In vers 19 lezen we dat de Heere dit woord sprak om aan te geven met welke dood hij God verheerlijken zou. Petrus zou de marteldood ondergaan. En daar zou vlees en bloed zich tegen verzetten. Hij zou moeten sterven in de vlammen of door het zwaard en stervend God verheerlijken. En zo is het geschied. We lazen in de geschiedenis boeken het volgende verhaal, dus niet in Gods Woord. Tijdens de christenvervolgingen onder keizer Nero, zou Petrus de stad Rome vol angst zijn ontvlucht.
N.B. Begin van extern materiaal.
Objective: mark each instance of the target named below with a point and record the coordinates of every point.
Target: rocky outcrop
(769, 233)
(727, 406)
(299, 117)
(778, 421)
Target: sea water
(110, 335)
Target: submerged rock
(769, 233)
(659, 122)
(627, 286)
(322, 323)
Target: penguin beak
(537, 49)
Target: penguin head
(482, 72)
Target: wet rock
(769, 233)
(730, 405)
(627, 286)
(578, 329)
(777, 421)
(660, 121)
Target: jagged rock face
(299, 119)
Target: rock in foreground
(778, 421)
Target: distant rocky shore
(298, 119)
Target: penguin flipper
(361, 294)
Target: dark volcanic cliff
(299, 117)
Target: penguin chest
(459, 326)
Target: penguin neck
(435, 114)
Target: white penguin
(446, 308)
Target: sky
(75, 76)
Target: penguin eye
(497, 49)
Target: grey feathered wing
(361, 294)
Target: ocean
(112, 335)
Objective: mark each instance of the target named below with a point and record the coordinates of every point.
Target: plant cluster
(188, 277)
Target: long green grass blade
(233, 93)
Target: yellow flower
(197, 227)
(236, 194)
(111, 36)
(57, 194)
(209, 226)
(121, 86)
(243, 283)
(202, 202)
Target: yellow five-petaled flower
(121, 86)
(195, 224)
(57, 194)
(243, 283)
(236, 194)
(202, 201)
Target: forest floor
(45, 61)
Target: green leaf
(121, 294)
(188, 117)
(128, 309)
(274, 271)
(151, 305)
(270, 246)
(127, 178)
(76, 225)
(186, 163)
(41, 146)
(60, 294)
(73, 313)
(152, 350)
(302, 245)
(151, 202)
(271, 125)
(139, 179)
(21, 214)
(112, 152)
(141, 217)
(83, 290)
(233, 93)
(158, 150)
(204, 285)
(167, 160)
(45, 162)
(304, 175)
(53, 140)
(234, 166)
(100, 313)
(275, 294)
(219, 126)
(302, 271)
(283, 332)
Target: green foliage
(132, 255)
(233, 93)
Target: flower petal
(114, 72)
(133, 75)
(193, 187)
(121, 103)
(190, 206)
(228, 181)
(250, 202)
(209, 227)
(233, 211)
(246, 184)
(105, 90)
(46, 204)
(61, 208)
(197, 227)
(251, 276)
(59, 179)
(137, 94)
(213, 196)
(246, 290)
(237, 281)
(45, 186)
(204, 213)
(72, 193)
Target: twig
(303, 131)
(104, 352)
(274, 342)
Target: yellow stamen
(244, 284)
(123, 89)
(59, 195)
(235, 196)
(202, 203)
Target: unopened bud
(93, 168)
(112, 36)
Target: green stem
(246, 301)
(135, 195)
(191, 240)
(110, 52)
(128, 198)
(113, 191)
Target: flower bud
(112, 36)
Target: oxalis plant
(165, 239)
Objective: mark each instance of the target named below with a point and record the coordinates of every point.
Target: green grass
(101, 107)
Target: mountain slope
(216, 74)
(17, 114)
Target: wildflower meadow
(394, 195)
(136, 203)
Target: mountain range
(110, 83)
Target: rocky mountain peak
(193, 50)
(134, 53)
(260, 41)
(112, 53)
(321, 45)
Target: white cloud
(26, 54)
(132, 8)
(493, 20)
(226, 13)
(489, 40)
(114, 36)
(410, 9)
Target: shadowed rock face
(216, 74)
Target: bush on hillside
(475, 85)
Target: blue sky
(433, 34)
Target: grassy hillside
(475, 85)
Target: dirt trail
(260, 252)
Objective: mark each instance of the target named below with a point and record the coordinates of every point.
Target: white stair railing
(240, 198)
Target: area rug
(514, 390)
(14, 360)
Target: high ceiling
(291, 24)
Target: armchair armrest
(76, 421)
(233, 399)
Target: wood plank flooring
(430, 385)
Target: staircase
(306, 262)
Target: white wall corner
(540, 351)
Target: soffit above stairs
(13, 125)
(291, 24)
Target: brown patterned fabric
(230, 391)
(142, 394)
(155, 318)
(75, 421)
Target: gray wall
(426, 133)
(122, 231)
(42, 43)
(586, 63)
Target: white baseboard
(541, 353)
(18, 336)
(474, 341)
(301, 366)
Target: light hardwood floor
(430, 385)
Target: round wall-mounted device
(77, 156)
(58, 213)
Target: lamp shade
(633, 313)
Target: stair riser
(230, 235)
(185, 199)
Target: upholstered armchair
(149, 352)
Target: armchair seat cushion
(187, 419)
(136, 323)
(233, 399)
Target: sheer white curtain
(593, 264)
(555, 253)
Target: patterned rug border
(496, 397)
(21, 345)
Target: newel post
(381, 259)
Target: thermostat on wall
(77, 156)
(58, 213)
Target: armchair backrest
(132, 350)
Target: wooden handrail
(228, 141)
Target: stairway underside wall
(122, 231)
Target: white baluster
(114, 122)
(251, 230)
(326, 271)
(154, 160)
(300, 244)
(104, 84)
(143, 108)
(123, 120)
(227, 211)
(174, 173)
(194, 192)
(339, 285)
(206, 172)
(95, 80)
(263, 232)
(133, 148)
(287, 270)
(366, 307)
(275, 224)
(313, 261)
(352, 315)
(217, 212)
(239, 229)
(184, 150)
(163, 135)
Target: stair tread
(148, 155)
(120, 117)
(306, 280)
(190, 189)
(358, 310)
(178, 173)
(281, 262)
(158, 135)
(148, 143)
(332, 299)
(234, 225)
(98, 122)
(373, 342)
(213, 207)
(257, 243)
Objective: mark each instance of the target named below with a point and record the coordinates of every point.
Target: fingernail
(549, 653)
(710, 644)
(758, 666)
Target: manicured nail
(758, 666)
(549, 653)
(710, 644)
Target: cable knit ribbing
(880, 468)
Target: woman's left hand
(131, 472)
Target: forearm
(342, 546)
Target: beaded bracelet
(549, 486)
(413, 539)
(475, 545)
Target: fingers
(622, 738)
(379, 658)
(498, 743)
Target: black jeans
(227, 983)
Buiten Rome gekomen zijnde verscheen hem de Heere Jezus, die Zich met grote haast naar Rome spoedde. Toen Petrus de Heere zag, vroeg hij Hem: waar gaat Gij heen, waarop de Heere zou geantwoord hebben: ik ga naar Rome om Mij opnieuw te laten kruisigen omdat gij de vlucht neemt. Toen zeide Petrus: neen, Heere, neen, ik zal terug gaan, maar neem Gij dan genadig mijn angst weg.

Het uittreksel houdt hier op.